Mike Richards not hosting ‘Jeopardy!’ is the tiny, empty victory we all needed right now

[Source Photo: Jeopardy!]

BY Joe Berkowitz3 minute read

As the saying goes, nothing unites people like a common enemy. In a nation riven by toxic discord on all fronts, Mike Richards briefly filled that necessary role.

Before August 4—the day he was revealed as frontrunner for replacing the late, adored Alex Trebek on Jeopardy!—Richards was relatively unknown. Regular viewers of the decades-running show saw his guest-hosting turn earlier this year, while die-hard game show addicts might have caught him hosting The Pyramid and Divided on GSN. Outside of the game show circuit, though, where Richards has also worked as an executive producer on shows like The Price Is Right for many years, he was far from a household name.

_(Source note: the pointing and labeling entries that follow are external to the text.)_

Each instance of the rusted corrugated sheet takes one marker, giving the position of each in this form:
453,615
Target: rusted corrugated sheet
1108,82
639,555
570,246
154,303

That all changed overnight with Richards’s emergence as top contender for Jeopardy!.

At first, people seemed upset simply because a random telegenic white guy was taking a job from ebullient aspiring Jeopardy! host and fan favorite LeVar Burton. However, just about every day since the initial notice about Richards, more reasons for further outrage have arrived.

First, there was the fact that, as executive producer, Richards was part of the task force selecting Trebek’s replacement. Even though he stepped aside once he “emerged as a candidate” himself, he still oversaw his competitors’ auditions.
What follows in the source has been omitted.